Uber is hatching a plan to eventually eliminate the human driver component from its ride-hailing services with self-driving cars which would be operational “in the coming years.”
Partnering Mercedes-Benz parent company, Daimler, Uber has announced the both companies will be working together on future self-driving cars so that automated Mercedes-Benz vehicles will be added to the Uber platform.
In a statement announcing the partnership, Uber’s CEO Travis Kalanick, didn’t however give a timeframe. He said;
“By opening up the Uber platform to Daimler, we can get to the future faster than going it alone. It’s a future in which our cities and roads will be safer, cleaner and more accessible, and we couldn’t be more excited about what’s next.
“Auto manufacturers like Daimler are crucial to our strategy because Uber has no experience making cars – and in fact, making cars is really hard. This became very clear to me after I visited an auto manufacturing plant and saw how much effort goes into designing, testing and building cars.”
This will mark the first time that an automaker effectively becomes an Uber “driver.” Already, the company has launched self-driving cars experiment in various U.S. cities.
Uber has been one of the most aggressive companies in trying to develop self-driving cars, envisioning the time when driverless cars prowl the streets of major cities picking up and dropping off passengers.
With the Daimler deal, Uber has not given up on developing its own automated driving technology. The deal with Volvo that was announced last August to develop custom vehicles for the service based on the Swedish brand’s platform architecture also remains in place.
The new deal represents a hedging of its bets by allowing an automaker to operate its own fleet of automated vehicles just as if it were an individual driver. Mercedes-Benz will retain ownership of vehicles that it develops and operate them using Uber’s dispatch platform to connect riders with its vehicles. Daimler and Uber haven’t revealed the financial details of the deal, but the revenue split will presumably be different from that offered to individual drivers.
Mercedes-Benz has shown off self-driving tech at auto shows and the Consumer Electronics Show, a trade show, in Las Vegas.
In Paris last year, Mercedes-Benz showed the Generation EQ concept. The all-electric SUV is powered by twin electric motors, and appears to be configurable for the hardware to accommodate autonomous driving.
Uber is by far the leader in ride-hailing in most of the markets it participates in.
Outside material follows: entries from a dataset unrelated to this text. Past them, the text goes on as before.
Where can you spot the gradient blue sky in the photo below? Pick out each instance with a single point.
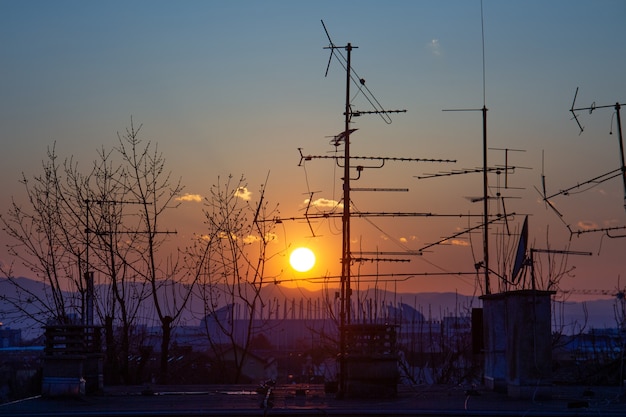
(236, 87)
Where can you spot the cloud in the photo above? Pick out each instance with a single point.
(435, 47)
(407, 239)
(243, 193)
(251, 239)
(196, 198)
(324, 203)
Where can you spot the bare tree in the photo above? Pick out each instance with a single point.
(147, 182)
(46, 239)
(233, 253)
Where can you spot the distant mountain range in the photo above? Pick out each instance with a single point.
(281, 301)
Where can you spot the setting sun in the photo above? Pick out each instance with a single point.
(302, 259)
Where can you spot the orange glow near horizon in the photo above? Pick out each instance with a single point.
(302, 259)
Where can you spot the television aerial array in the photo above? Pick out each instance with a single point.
(595, 181)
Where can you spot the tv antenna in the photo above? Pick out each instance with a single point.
(617, 106)
(345, 162)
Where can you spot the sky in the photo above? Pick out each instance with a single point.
(236, 88)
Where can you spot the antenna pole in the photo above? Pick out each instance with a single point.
(485, 203)
(345, 253)
(621, 147)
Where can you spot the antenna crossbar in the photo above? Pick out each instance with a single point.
(371, 158)
(380, 189)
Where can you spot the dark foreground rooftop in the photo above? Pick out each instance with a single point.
(311, 400)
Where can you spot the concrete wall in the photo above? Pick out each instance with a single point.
(518, 351)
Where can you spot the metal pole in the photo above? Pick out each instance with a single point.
(485, 204)
(621, 147)
(345, 250)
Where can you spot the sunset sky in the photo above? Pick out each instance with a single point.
(237, 87)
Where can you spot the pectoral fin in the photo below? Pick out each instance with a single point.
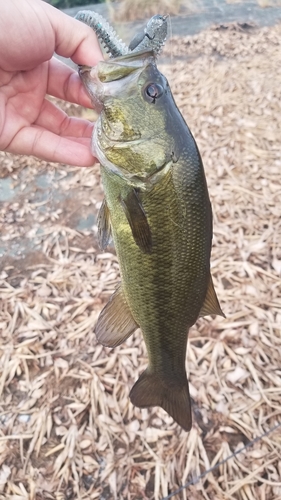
(211, 304)
(138, 222)
(115, 323)
(104, 227)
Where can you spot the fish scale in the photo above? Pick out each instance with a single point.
(158, 210)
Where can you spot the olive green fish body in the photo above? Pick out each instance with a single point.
(158, 209)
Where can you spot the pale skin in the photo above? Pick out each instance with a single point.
(30, 32)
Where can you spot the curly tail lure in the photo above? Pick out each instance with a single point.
(152, 37)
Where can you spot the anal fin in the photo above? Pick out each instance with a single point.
(104, 226)
(115, 323)
(211, 304)
(137, 220)
(151, 390)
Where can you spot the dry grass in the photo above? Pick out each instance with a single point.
(68, 430)
(130, 10)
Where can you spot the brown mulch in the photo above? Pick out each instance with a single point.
(67, 427)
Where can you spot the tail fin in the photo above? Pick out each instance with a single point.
(151, 390)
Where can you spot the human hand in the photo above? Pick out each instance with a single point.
(30, 32)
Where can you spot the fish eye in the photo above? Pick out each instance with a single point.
(153, 91)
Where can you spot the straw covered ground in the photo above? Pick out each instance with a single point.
(68, 430)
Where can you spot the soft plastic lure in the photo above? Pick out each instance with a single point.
(152, 37)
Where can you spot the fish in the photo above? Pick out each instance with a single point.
(158, 212)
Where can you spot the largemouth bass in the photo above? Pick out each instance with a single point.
(158, 211)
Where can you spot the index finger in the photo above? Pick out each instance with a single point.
(73, 38)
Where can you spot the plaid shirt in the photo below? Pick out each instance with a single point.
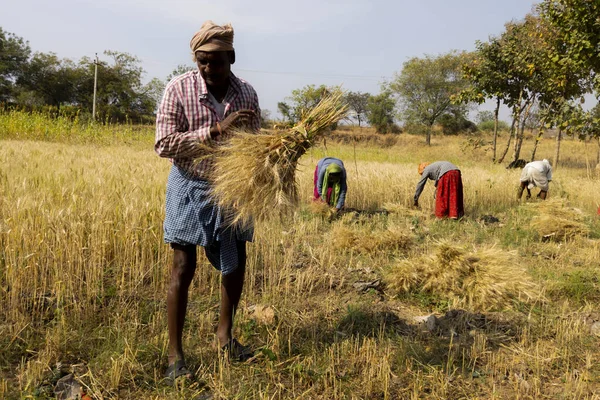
(185, 116)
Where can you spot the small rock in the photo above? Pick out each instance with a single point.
(67, 388)
(595, 328)
(489, 219)
(364, 286)
(263, 314)
(429, 322)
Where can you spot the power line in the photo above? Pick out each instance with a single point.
(363, 77)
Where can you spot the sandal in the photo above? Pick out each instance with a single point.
(234, 350)
(177, 370)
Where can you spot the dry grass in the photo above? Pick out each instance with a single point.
(255, 174)
(479, 280)
(556, 220)
(365, 240)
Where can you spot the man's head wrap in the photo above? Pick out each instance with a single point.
(422, 167)
(212, 37)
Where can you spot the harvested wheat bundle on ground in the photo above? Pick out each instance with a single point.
(555, 220)
(478, 280)
(255, 174)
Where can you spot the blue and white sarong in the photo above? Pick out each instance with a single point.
(192, 218)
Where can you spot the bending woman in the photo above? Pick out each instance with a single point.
(330, 182)
(448, 193)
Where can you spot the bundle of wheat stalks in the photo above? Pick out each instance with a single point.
(477, 280)
(255, 174)
(365, 240)
(555, 220)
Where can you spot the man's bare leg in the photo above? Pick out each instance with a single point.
(184, 266)
(231, 291)
(520, 190)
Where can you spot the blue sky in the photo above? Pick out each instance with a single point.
(280, 45)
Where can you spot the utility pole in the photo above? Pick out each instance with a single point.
(95, 83)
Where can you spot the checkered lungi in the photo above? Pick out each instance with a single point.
(192, 218)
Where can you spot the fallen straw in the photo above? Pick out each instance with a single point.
(255, 174)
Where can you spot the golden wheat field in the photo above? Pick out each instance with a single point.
(337, 308)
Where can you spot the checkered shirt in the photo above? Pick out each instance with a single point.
(185, 116)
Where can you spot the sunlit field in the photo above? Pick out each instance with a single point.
(84, 274)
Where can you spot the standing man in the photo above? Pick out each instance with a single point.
(448, 193)
(536, 173)
(203, 106)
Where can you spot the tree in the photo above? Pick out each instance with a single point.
(358, 104)
(121, 94)
(14, 55)
(50, 78)
(488, 74)
(380, 112)
(572, 31)
(577, 26)
(301, 101)
(425, 87)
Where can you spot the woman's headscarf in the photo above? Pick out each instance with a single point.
(336, 186)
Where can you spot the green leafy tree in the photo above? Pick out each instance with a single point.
(14, 55)
(121, 94)
(380, 112)
(302, 100)
(358, 104)
(425, 88)
(488, 74)
(577, 26)
(51, 79)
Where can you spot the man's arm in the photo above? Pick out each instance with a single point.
(320, 176)
(171, 140)
(343, 190)
(255, 123)
(420, 187)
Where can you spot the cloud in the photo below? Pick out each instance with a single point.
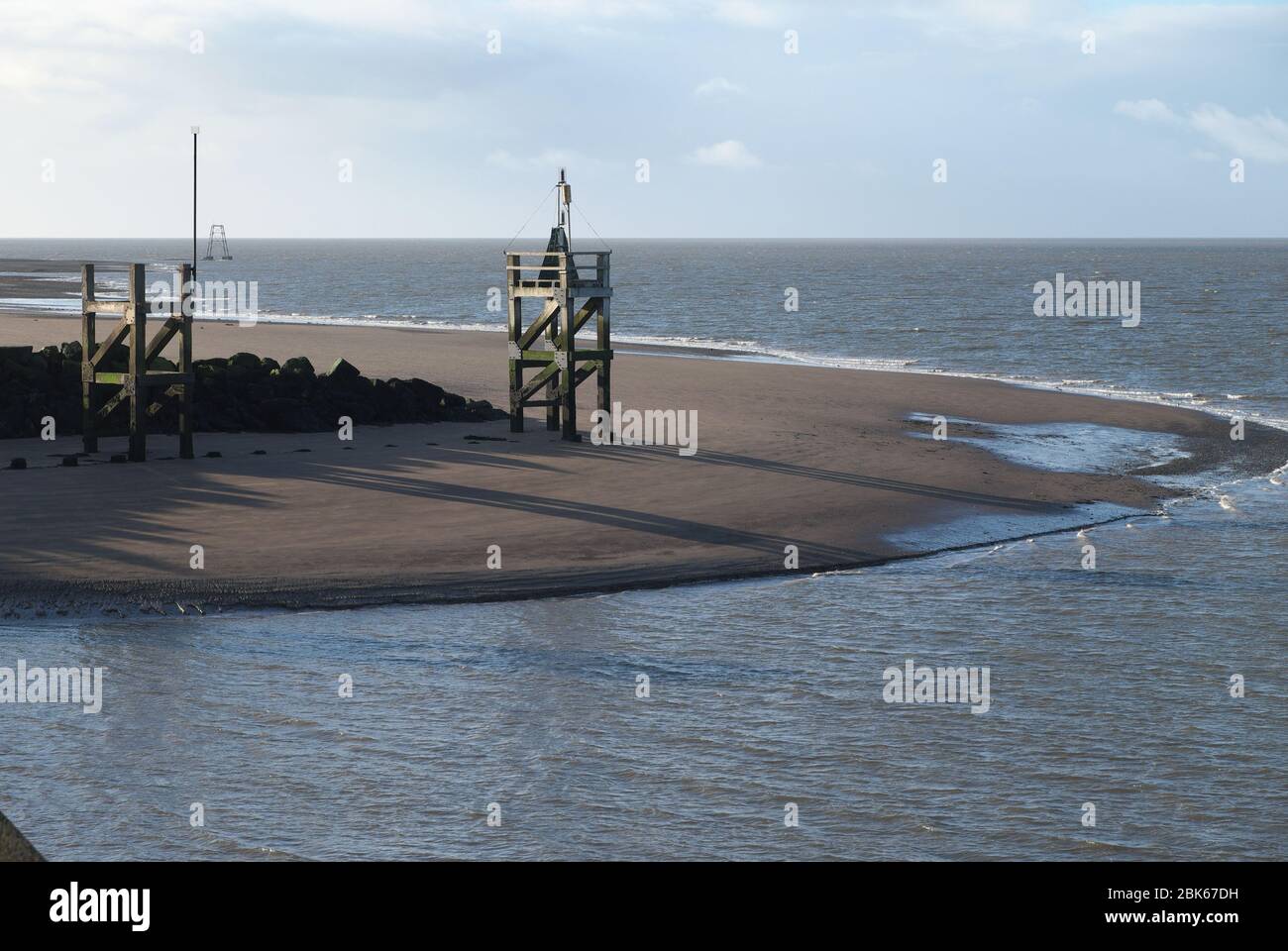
(746, 12)
(729, 154)
(1263, 137)
(717, 88)
(1145, 111)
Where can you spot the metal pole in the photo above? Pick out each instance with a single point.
(194, 131)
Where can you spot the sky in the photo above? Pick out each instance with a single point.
(719, 119)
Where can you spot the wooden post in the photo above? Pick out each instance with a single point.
(185, 303)
(89, 437)
(568, 368)
(553, 385)
(136, 376)
(603, 342)
(515, 331)
(554, 279)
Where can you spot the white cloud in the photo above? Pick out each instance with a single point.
(1263, 137)
(729, 154)
(746, 12)
(717, 88)
(1145, 110)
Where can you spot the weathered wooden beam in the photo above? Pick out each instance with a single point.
(568, 368)
(120, 307)
(185, 396)
(539, 381)
(514, 329)
(539, 325)
(162, 338)
(138, 367)
(553, 396)
(116, 335)
(89, 437)
(116, 399)
(589, 309)
(604, 343)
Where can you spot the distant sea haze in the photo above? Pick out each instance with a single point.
(1211, 330)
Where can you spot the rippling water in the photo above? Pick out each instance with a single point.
(1108, 687)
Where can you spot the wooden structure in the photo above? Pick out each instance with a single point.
(557, 282)
(136, 382)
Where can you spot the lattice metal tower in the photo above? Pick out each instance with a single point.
(218, 240)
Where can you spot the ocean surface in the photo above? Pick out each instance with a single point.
(1109, 688)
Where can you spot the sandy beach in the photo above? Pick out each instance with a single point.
(822, 459)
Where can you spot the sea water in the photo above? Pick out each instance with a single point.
(696, 722)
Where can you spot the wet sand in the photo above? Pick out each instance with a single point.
(822, 459)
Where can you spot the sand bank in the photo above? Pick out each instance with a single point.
(820, 459)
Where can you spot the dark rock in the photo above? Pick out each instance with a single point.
(240, 393)
(343, 370)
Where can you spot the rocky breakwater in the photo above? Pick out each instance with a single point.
(237, 393)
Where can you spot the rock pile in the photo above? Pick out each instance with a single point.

Despite its commanding market position, privately-held Uber is estimated to have lost more than $3 billion in 2016.
The company’s biggest expense is believed to be the money it pays out to drivers which is a big part of why it wants to automate the driving process. However, Uber and other ride-hailing providers currently don’t have to purchase any of the vehicles used by its independent contractor drivers. These companies also don’t have expenses such as insurance or maintenance on vehicles.
As of October 2015, Uber had more than 327,000 in the U.S. alone, a number that has grown significantly since then. If Uber, Lyft and others had to purchase vehicles and operate them, they would likely be spending tens of billions of dollars per year on additional capital expenses. As Uber discovered in December, when it attempted to start testing its automated Volvos in San Francisco, it would be facing a great deal more regulatory scrutiny as well potential liability.
Confirming that the company is open to allowing other automakers to also operate their own automated vehicles on its platform, Uber spokeswoman Momo Zhou said the OEM programs are not white label efforts and will be available to riders directly through the standard Uber mobile app.